6 Şubat 2012 Pazartesi

Ne zaman kendin için bir şeyler yapacaksın? (Can Dündar)



Henuz 18 ini yeni bitirmiştin, enerji ve umutla dolu hayata 
başlamaya hazırdın... Ne oldu? 
İstemediğin bir okula girdin. İnsanları mutlu etmek, saygı 
kazanmak, sevilmek için... Sevmediğin bir bölümde senelerini
harcadın.... 
Ayaklarını sürüye sürüye gittin derslere... Çalışmak istemedin ama 
yine de zorladın kendini... 
Güç bela bitirdin sonunda... Ne ailen, ne de arkadaşların görmedi 
yaptığın fedakarlığı... Alkışlamadılar seni, 
omuzlarının üzerine çıkarmadılar, madalya takmadılar... Enerjin 
çoktan tükenmeye başladı bile... Kimse bilmez nasıl kendini feda 
ettiğini... 
Ruhunu teslim ettiğini... Gençliğini tükettiğini... 

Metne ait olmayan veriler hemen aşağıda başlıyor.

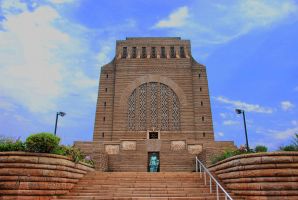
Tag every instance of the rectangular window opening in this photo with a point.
(172, 52)
(182, 52)
(163, 52)
(144, 53)
(124, 52)
(134, 52)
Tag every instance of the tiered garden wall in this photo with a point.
(37, 175)
(260, 175)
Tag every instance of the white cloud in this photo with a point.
(294, 122)
(223, 115)
(5, 105)
(221, 134)
(265, 13)
(230, 122)
(245, 106)
(285, 134)
(176, 19)
(13, 6)
(286, 105)
(221, 23)
(61, 1)
(38, 59)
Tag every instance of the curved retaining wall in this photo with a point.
(260, 175)
(37, 175)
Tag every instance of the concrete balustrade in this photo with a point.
(39, 176)
(260, 175)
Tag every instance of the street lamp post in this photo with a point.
(62, 114)
(239, 111)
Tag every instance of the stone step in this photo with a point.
(141, 185)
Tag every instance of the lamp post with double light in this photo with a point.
(239, 111)
(62, 114)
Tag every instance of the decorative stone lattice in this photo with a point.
(142, 102)
(156, 96)
(176, 112)
(129, 145)
(112, 149)
(153, 100)
(131, 110)
(194, 149)
(164, 90)
(178, 145)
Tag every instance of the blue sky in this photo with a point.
(51, 52)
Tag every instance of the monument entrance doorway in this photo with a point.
(153, 162)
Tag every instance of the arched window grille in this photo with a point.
(153, 105)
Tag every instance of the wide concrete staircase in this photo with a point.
(141, 185)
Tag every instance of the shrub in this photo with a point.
(290, 147)
(9, 144)
(74, 153)
(260, 148)
(229, 153)
(42, 143)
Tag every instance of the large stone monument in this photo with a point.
(153, 98)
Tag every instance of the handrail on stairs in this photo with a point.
(200, 166)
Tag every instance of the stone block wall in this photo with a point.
(37, 176)
(260, 175)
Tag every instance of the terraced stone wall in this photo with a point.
(37, 176)
(260, 175)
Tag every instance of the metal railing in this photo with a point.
(202, 169)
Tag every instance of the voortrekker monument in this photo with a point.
(153, 100)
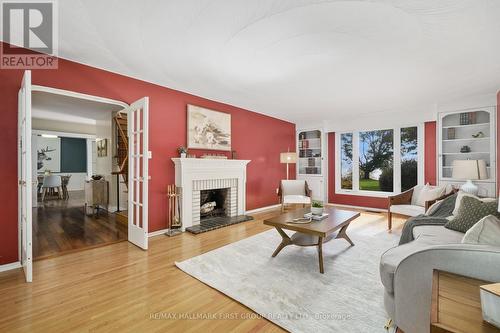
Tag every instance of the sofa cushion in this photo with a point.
(299, 199)
(408, 210)
(430, 193)
(440, 234)
(461, 195)
(425, 236)
(486, 231)
(471, 210)
(391, 258)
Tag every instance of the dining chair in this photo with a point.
(51, 183)
(65, 181)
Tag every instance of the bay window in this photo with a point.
(379, 162)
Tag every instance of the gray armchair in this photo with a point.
(407, 272)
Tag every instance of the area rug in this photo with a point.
(289, 290)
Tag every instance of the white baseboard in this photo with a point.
(157, 232)
(359, 207)
(8, 267)
(258, 210)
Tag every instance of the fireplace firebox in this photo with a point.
(214, 203)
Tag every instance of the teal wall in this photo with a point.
(73, 155)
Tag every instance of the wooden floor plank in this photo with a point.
(121, 287)
(61, 227)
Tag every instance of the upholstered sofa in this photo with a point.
(411, 202)
(406, 272)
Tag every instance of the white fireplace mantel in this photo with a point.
(189, 170)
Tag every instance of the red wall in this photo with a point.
(498, 141)
(375, 202)
(430, 153)
(255, 137)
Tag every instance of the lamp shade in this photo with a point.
(288, 157)
(469, 169)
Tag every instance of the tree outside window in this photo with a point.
(409, 157)
(376, 160)
(346, 161)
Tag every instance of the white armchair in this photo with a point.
(294, 192)
(416, 200)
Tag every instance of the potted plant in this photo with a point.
(317, 208)
(182, 151)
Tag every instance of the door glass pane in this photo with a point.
(346, 161)
(376, 160)
(409, 158)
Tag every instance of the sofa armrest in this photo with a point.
(413, 278)
(444, 196)
(401, 199)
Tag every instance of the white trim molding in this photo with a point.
(262, 209)
(157, 232)
(11, 266)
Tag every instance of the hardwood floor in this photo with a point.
(120, 288)
(60, 226)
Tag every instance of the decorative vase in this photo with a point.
(317, 210)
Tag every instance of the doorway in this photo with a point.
(74, 215)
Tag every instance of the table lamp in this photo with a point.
(288, 157)
(469, 170)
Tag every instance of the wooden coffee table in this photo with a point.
(315, 233)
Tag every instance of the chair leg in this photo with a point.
(389, 220)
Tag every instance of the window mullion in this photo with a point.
(355, 161)
(397, 161)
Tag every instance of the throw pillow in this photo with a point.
(430, 193)
(470, 212)
(462, 194)
(486, 231)
(417, 190)
(433, 207)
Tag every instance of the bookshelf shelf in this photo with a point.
(470, 130)
(310, 153)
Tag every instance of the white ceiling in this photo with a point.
(294, 59)
(69, 109)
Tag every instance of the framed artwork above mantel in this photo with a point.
(208, 129)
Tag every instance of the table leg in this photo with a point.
(284, 242)
(320, 255)
(343, 234)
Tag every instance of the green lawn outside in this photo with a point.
(369, 185)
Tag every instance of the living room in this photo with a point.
(285, 166)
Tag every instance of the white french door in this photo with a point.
(24, 176)
(138, 174)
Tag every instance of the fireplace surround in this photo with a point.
(195, 175)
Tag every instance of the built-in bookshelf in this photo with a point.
(468, 134)
(310, 153)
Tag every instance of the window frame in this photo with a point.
(396, 156)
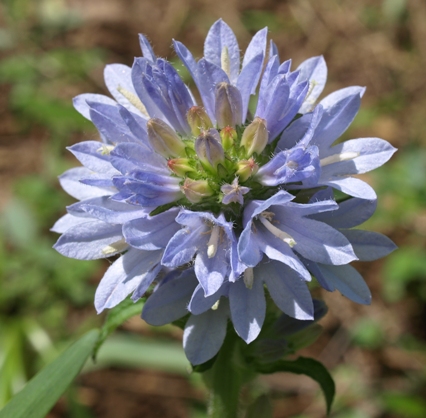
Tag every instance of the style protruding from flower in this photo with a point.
(209, 207)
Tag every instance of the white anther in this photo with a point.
(213, 241)
(134, 100)
(225, 62)
(277, 232)
(216, 305)
(344, 156)
(105, 149)
(248, 277)
(115, 247)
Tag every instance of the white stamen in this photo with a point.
(344, 156)
(105, 149)
(213, 241)
(248, 277)
(225, 62)
(115, 247)
(216, 305)
(134, 100)
(277, 232)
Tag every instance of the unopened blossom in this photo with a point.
(209, 208)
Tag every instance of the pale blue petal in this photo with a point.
(88, 240)
(70, 182)
(351, 212)
(80, 102)
(256, 46)
(335, 120)
(351, 186)
(146, 48)
(123, 276)
(117, 77)
(248, 79)
(348, 282)
(338, 95)
(368, 245)
(204, 334)
(107, 210)
(248, 309)
(220, 36)
(89, 153)
(372, 153)
(169, 302)
(313, 70)
(287, 289)
(152, 232)
(67, 222)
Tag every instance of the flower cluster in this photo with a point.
(215, 203)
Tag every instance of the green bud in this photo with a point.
(196, 190)
(246, 168)
(209, 149)
(228, 136)
(255, 137)
(180, 166)
(228, 105)
(164, 139)
(198, 120)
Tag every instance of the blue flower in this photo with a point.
(210, 208)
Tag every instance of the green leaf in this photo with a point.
(40, 394)
(115, 318)
(309, 367)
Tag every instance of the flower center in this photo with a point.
(265, 218)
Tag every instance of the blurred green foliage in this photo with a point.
(44, 295)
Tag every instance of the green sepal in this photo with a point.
(117, 316)
(309, 367)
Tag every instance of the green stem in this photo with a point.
(225, 380)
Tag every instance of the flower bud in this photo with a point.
(228, 105)
(198, 120)
(255, 137)
(228, 136)
(246, 168)
(196, 190)
(164, 139)
(209, 149)
(180, 166)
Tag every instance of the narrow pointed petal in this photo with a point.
(287, 289)
(152, 232)
(221, 36)
(369, 153)
(256, 46)
(313, 70)
(348, 282)
(248, 80)
(88, 240)
(341, 94)
(248, 309)
(123, 276)
(351, 186)
(107, 210)
(169, 302)
(368, 245)
(118, 79)
(70, 182)
(204, 334)
(334, 122)
(146, 48)
(351, 212)
(81, 105)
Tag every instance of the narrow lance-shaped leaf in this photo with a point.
(43, 391)
(308, 367)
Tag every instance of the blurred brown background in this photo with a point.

Şimdi iş bulman gerek...Para kazanman, araba alman, ev alman 
gerek.....İstemediğin bir işe girdin... Böyle olması gerekiyor 
diye... Sırf çevrendekiler bekliyor diye... İnsanları mutlu etmek, 
saygı kazanmak, sevilmek için... Sabahın köründe gidiyorsun 
işe...Sevmediğin insanlar ile gününü harcıyorsun... Heyecan 
duymadığın işlerle zamanını geçiriyorsun...Yarının gelmesinden 
nefret ediyorsun... 
Sevildiğini hissettin mi peki? Ya saygı? Bitti mi insanların 
istekleri? Özgür müsün artık? Hayır hala özgür değilsin...Şimdi 
evlenmen gerek... Öyle ya yaşın geçiyor, evde mi kaldın ne? 

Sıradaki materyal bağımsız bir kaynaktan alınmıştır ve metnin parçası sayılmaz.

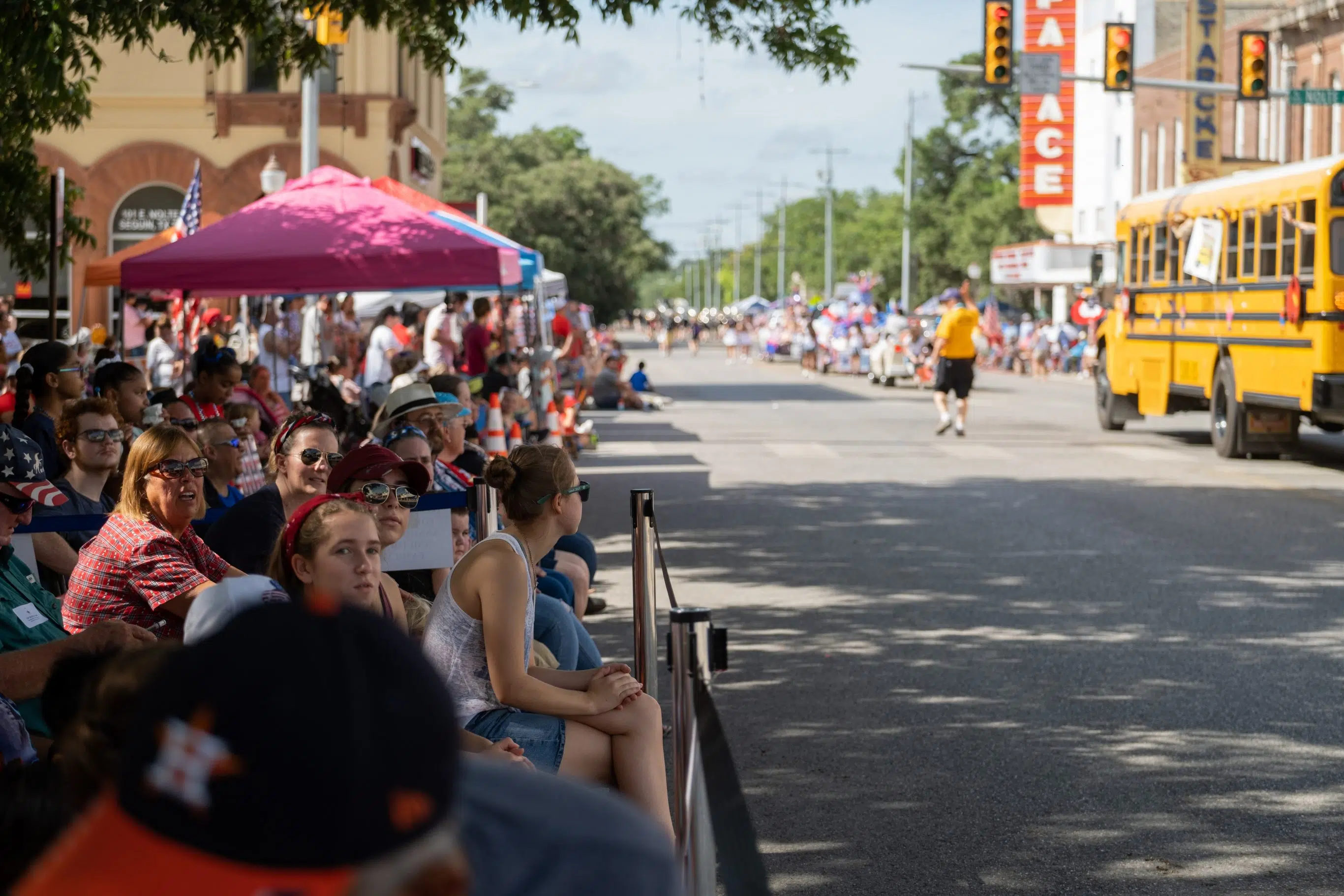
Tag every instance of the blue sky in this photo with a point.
(635, 93)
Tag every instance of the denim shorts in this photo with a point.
(542, 738)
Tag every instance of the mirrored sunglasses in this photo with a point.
(379, 492)
(102, 435)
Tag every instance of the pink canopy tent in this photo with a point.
(324, 233)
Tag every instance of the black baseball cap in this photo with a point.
(276, 757)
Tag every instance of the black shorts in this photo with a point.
(956, 375)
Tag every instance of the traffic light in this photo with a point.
(999, 43)
(1120, 57)
(1254, 84)
(330, 29)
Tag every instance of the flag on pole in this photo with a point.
(188, 222)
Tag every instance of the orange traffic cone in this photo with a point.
(495, 444)
(553, 426)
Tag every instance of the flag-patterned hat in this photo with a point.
(22, 466)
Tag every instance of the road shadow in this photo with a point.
(1005, 687)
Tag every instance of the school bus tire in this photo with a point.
(1226, 415)
(1106, 411)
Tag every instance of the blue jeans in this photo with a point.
(564, 634)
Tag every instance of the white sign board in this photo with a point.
(1205, 249)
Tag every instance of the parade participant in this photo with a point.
(50, 374)
(302, 800)
(218, 372)
(31, 634)
(955, 355)
(303, 455)
(91, 441)
(124, 386)
(147, 563)
(225, 450)
(594, 724)
(392, 487)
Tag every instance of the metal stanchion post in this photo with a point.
(484, 514)
(695, 834)
(645, 582)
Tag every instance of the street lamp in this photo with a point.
(272, 177)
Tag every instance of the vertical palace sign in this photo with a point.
(1046, 175)
(1203, 113)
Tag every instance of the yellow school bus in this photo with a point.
(1260, 343)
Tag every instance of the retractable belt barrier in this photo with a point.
(713, 824)
(423, 547)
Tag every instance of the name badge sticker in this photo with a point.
(30, 616)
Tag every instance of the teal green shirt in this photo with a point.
(29, 617)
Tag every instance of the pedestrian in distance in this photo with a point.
(955, 356)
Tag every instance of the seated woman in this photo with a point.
(303, 453)
(147, 563)
(593, 724)
(392, 487)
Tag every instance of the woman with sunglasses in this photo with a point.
(303, 455)
(147, 563)
(594, 724)
(392, 487)
(50, 374)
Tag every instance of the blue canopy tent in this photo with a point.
(529, 260)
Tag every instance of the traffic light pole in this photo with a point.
(1161, 84)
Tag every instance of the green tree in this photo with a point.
(49, 58)
(586, 216)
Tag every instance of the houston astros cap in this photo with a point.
(276, 757)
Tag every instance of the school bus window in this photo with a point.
(1249, 242)
(1133, 254)
(1338, 246)
(1307, 266)
(1288, 254)
(1161, 251)
(1146, 244)
(1269, 242)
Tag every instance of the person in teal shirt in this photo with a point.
(31, 639)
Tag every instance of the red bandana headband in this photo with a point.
(300, 422)
(300, 516)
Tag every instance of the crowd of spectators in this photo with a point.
(210, 675)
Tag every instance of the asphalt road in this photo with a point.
(1038, 660)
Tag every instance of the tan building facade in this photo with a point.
(1307, 50)
(381, 113)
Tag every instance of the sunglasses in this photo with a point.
(102, 435)
(581, 490)
(379, 492)
(173, 469)
(17, 505)
(311, 456)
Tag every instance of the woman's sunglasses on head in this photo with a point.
(381, 492)
(311, 456)
(581, 490)
(174, 469)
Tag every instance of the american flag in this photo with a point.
(190, 218)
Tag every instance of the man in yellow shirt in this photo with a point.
(955, 354)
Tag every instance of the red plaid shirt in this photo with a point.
(131, 569)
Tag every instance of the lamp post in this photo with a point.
(272, 177)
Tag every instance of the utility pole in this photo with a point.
(784, 202)
(908, 190)
(830, 181)
(760, 241)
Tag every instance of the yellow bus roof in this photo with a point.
(1286, 177)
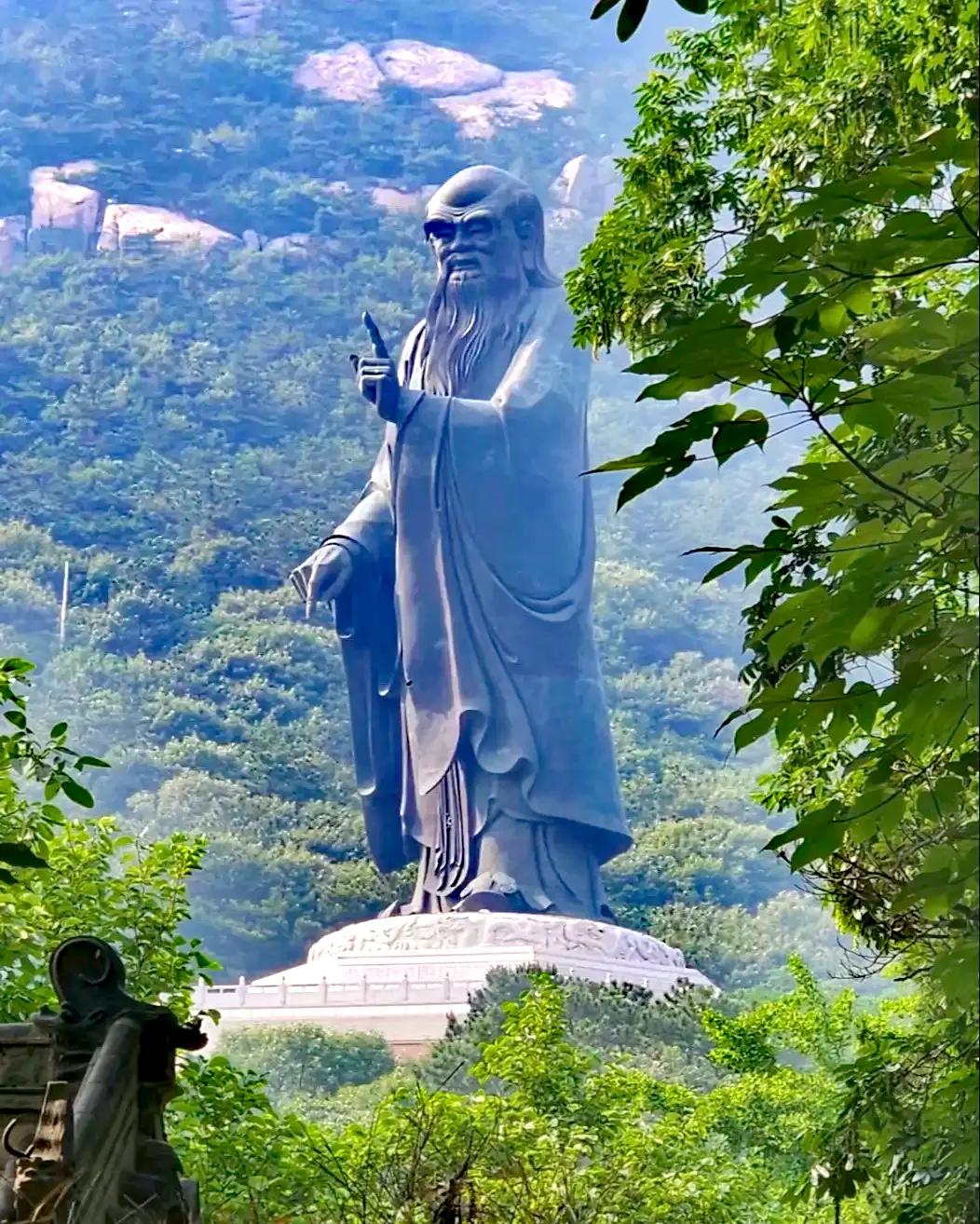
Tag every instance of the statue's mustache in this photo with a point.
(468, 320)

Arıyorsun etrafında uygun birisini, 
artık evlenmeliyim diyorsun...Acaba gerçekten istiyor musun? Sana 
uygun birisini buldun işte, boyu 
boyuna, mesleği mesleğine, parası parana göre...Peki ya kalbin? 

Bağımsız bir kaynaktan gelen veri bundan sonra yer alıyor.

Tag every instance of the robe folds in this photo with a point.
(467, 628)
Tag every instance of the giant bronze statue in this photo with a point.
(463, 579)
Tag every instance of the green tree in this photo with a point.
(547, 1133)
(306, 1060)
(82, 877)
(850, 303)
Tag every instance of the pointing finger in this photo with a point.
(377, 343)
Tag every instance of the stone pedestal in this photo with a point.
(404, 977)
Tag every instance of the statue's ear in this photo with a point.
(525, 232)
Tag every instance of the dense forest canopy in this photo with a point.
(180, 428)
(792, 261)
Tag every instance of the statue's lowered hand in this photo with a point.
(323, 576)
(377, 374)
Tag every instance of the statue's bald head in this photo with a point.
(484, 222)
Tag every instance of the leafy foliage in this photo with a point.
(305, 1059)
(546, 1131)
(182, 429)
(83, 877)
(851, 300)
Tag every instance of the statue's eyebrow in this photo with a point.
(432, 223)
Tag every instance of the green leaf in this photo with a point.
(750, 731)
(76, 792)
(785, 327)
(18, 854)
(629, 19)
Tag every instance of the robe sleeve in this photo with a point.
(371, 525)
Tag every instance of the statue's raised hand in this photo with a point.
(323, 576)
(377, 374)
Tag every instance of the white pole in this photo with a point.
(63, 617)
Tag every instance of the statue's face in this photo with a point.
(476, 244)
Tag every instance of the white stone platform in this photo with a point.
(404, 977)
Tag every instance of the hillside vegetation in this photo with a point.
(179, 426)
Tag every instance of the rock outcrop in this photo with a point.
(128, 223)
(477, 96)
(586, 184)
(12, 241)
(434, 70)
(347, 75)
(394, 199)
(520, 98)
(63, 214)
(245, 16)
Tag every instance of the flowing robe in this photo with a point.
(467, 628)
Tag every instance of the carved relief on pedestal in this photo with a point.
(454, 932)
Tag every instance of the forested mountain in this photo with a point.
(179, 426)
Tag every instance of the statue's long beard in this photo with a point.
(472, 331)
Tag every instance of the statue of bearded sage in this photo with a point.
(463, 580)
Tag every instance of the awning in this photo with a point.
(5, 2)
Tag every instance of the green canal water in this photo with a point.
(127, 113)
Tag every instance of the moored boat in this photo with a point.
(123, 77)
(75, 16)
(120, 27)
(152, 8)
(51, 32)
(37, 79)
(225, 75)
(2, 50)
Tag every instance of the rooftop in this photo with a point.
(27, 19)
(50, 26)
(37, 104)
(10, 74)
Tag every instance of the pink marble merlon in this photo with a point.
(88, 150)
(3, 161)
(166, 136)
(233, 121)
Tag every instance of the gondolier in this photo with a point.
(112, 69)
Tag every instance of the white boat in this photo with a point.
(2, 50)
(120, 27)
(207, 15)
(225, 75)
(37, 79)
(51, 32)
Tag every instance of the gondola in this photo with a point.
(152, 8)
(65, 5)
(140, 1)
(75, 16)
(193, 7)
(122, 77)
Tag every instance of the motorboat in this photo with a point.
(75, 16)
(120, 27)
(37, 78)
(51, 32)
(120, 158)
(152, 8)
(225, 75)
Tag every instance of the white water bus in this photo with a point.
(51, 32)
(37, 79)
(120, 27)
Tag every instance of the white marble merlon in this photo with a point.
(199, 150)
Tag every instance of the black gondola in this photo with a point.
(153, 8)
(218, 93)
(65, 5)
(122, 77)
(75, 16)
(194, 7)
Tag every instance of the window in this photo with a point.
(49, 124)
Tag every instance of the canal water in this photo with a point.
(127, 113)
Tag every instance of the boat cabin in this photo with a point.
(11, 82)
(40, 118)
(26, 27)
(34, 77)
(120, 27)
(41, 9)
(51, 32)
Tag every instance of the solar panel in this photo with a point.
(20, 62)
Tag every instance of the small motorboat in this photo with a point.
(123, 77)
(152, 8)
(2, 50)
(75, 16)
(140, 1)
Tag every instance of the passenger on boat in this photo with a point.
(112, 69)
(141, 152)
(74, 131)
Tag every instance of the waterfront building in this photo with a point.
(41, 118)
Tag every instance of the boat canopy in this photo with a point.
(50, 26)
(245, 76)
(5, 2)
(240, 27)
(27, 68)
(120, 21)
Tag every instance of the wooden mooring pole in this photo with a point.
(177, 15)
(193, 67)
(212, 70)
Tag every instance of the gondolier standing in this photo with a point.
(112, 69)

Düğününden bir gece önce sessizce itiraf ettin kendine, ya doğru 
kişi değilse? Belli ki hazır değildin bu evliliğe... Evlenmek için 
evlendin...İnsanları mutlu etmek, saygı kazanmak, sevilmek 
için...Mutlu oldun mu peki? 
Kalbin heyecanla doldu mu? Akşam eve koşarak döndün mü? 
Sevildiğini hissettin mi? Seviştin mi tüm varlığınla? 
Daha evleneli bir sene dolmadı, insanlar çocuk demeye başladılar... 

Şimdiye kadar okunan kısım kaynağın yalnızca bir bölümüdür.